Tier=0 landmarks are the ones that are used for the initial estimate of what region a target is located in. There are always one or two tier1 landmarks per major region that can be used for region identification. This idea is to first find roughly the regions of the target is in by launching a few network ping probes from just the tier=0 landmarks. Not only does this reduce network traffic compared to pinging the target from all landmarks, but it is hoped to be faster since once we know the region we can choose a small set of nearby landmarks to make more accurate measurements.

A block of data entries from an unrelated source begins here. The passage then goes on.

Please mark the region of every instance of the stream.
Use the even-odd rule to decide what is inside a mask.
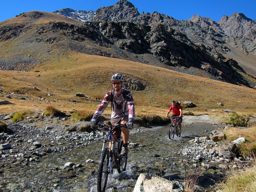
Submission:
[[[206,130],[221,127],[208,123],[183,125],[181,137],[175,136],[169,140],[169,126],[153,128],[152,131],[130,136],[129,142],[135,145],[129,145],[126,170],[119,174],[115,170],[114,174],[109,175],[106,191],[132,191],[137,178],[143,172],[182,181],[188,171],[193,171],[188,168],[194,163],[180,151],[195,136],[208,136]],[[50,154],[29,166],[13,164],[0,174],[0,187],[7,186],[13,191],[96,191],[102,144],[99,140],[81,148]],[[69,170],[63,167],[68,162],[84,165],[90,159],[92,162],[80,168]],[[210,187],[213,182],[204,183],[201,187]]]

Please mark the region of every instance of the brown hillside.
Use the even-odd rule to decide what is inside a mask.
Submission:
[[[30,11],[0,23],[0,27],[8,24],[41,24],[50,21],[64,22],[70,23],[81,23],[79,21],[51,12],[40,11]]]
[[[68,54],[67,57],[30,71],[0,71],[0,86],[4,92],[20,91],[28,98],[23,101],[6,99],[6,93],[2,93],[0,100],[8,100],[16,105],[0,106],[0,110],[6,111],[8,107],[10,110],[17,110],[19,106],[40,109],[49,105],[61,106],[67,110],[85,108],[94,110],[98,103],[77,98],[76,93],[83,92],[93,100],[95,97],[102,99],[111,88],[111,76],[120,73],[126,79],[143,82],[145,90],[131,91],[137,108],[144,111],[153,108],[155,109],[150,109],[153,113],[160,111],[163,115],[170,101],[175,100],[192,101],[197,106],[193,109],[196,111],[228,108],[238,112],[255,111],[256,90],[252,89],[132,61],[73,52]],[[35,70],[40,72],[34,72]],[[39,74],[40,76],[36,76]],[[34,87],[40,91],[35,90]],[[46,87],[52,96],[46,97]],[[39,102],[39,97],[46,97],[48,101]],[[77,102],[70,101],[72,100]],[[224,106],[219,106],[220,102]],[[31,107],[33,104],[36,108]]]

Selection of the tier=0 landmarks is based on several criteria:

Europe:

Thus for Europe if we choose a landmark roughly in the middle of Europe we may be able to define an RTT circle that tells us whether the host in the European region or not.  The chart below shows the RTT and distance from the pinger.cern.ch host in Geneva Switzerland to other hosts with known locations both in (green) and outside Europe (pink).
Inspection of the chart (see here for the spreadsheet) shows that for these hosts at least there is a clear dividing line at around an RTT of  50ms. For RTTs < 50ms the target is in Europe, for RTTs > 50 ms the target is elsewhere. The dividing line for distance is about 2000km. Using this metric Algeria  falls inside Europe.

N. America

A similar chart (the spread sheet can be found here) is shown below for a landmark in Chicago making ping RTT measurements to hosts with known locations around the world.
This time the gap is not so clear, however there is a definite gap such that targets within 120ms are in N.America and those >120ms are elswehere. The North America target at 119ms is in Vancouver Canada. The route goes via Chicago, Kansas City, Boise, Denver, Hanford (Washington). Then it goes through 207.231.240.21 to Vancouver, Canada. According to Geotool 207.231.240.21 is in Los Angeles. However data based location methods are typically poor for routers so the confidence in this is poor. At the same time 207.231.240.21 does not respond to pings so we are unsure of its location. At the cost of increasing the tier1 regional estimation traffic, it is possible we could have a clearer separation using more tier1 landmarks in N. America. This may deserve more exploration

Reliability selection

Look at the analyzed logs using http://www-wanmon.slac.stanford.edu/cgi-wrap/reflector.cgi?function=analyze&days=5. Copy and paste them to a file. Select out the success table and import into Excel. Then sort by descending success rate (example).

One wants to choose 2 reliable tier 0 landmarks for each region. THis can be done by looking at the above spreadsheet.